SİYAHIN KALBİ
(0 yorum)İçinde bulunduğun dünyanın renkleri ne kadar gerçekler ? Mavisi , yeşili , pembesi ya da ışıldayan sarısı ?
Ardında barındırdıkları duyguları ilk gün olduğu gibi temizce saklayabiliyorlar mı yine ?
Baktığın deniz hala aynı mı ? Kapının dibinde açan en sevdiğin çiçeklerin şefkati ? Göklerde gezinen bulutların kararmayacağının bir garantisi var mı ?

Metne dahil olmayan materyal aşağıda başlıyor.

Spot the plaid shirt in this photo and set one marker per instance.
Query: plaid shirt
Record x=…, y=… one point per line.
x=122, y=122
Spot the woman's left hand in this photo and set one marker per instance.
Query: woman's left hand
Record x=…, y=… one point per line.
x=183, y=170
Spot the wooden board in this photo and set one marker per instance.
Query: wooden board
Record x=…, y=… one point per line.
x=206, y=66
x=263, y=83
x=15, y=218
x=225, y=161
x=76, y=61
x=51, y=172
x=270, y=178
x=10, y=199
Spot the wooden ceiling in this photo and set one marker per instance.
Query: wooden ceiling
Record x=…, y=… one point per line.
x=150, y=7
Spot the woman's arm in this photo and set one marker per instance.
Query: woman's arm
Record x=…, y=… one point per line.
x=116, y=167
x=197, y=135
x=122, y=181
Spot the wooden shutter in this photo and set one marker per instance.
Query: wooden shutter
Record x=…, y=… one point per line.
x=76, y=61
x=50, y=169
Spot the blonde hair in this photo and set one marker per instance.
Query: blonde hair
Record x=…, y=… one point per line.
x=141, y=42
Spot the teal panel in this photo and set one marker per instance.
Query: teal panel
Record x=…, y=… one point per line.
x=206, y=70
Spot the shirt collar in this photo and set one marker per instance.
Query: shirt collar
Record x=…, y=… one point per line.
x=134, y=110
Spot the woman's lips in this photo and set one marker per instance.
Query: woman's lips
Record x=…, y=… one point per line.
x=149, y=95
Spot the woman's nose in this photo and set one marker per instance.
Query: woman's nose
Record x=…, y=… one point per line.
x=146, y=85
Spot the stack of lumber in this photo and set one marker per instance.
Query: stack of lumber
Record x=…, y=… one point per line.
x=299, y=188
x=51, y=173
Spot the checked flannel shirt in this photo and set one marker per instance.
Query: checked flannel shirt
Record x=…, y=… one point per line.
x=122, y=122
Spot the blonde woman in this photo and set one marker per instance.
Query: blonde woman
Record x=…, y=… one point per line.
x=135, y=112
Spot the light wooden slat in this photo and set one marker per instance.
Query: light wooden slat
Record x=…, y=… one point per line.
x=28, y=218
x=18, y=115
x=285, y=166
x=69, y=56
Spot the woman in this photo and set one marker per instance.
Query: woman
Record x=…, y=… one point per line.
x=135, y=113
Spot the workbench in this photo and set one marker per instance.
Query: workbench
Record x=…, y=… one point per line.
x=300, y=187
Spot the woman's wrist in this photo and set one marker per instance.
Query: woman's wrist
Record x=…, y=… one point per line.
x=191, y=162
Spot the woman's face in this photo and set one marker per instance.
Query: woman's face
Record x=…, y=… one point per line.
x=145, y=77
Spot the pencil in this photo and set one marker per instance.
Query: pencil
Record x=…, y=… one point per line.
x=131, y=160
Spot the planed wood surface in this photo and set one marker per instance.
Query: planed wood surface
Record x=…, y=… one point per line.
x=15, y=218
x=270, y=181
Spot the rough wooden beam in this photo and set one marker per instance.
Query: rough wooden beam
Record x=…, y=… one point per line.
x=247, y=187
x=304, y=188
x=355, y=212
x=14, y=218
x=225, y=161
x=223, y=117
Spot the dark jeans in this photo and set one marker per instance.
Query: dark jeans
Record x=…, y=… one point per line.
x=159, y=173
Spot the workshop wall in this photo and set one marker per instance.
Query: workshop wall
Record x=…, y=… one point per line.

Etrafına bir bak . Gerçekten aç gözlerini canını yaksa bile sorun değil . Bazen yüzleşmemek daha acı . Orada olmadığını bildiğin duygular için derinleri kazıp durma çabasını vermek en acısı . Kendine bir yer edinebilmek için eşelediğin onca toprakta , sağlıklı büyüyemeyecek seçici bir bitkisin . Kendini renklendirecek bir yuva arayışındasın ve köklerini kazımak istediğin bir yer var heyecanla . Ardını görmeden sarılmak istediğin o yer senin yuvan mı cidden ? Umudun olduğu her yerde yaşam var dediler bizlere . Umut varsa sebep vardır dediler . Umudun olduğu yerde gerçek kadar fazla güzellik olduğunu zannetmemize sebep verip kandırdılar narin yüreklerimizi . Yağan ilk yağmurda ya da açan ilk güneşte çiçeklenmek istedi uzunca yalnız kalan dallarımızda duygularımız . Kanmaya müsaittik oldukça . İçinde bulunduğumuz yalnızlık ruhlarımızı sömürürken , dikenlerimizi kucaklamak güzel bir umuttu evet . Sahte baharlarla selamlaşmak bile verimliydi bakmayı bilmekten aciz gözlerimize . Nereden geldiğini bilmeksizin bir kabul görmenin aşkı ile sardık her şeyi . Her şeyi dediysem de yaralarımızı oluk oluk kapatan en büyük zaafımız buydu . Sardığımız yerden kanadık defalarca . Taze bir mevsim geldi zannettiğimiz onca toprağı suladık kendi duygusal artıklarımızla ve gözyaşlarımızla . Çok hassas olmanın kefareti denecek vahşilikler yaşadık hep birlikte . En duygusal varlıklar olmanın getirdiği duygusuzluklarla kırıldı tüm buz tutmuş bakışlarımız , bıçaktan keskin aynaların ucunda . Ömürlerce birikmiş nefret duygumuz söndü sonra . Bağırıp çağıracağımız onca anın yerini derin kuyulara düşmüşçesine çaresiz sessizlikler aldı burada . Kayıp bir diyarın kayıp fertleri olduk buralarda . Gözlerimizin ardında ne var bilemez olduk zamanla . Omuzlarımızın üzerinde çökmüş dünyalar kaldı , ardında kayıp kanatlar . Onlar dinlemedikçe biz daha çok yazdık , daha yaştık gözlerimizin ucunda . Kazandıklarımız , kaybettiklerimiz hep bir arada . Biraz acı şimdi her şey . Keyif aldığın onca şeyin ardındaki hevessizlik kalbini içten içe daralttığı anlarda biraz acı . Seni seviyorum demek bariz bir yalan . Kendini kaybettiğin bu dünyada bir başka kalbin sesini duyabilmek koca pespembe bir hayal . Gerçek ise çok zifir . Az gölgeli grilerden terfi edilmiş bu koca karanlık ruhumun gömleği . Anlayacaklarını bilsem çok daha fazla şeye benzetirdim eserlerini . Onlar görmeden yazdılar , bakmadan çizdiler ve duymadan söylediler her şeyi . Bu aptalca bir sanat eseri ! Gördükleri şey siyahın ta kendisi ...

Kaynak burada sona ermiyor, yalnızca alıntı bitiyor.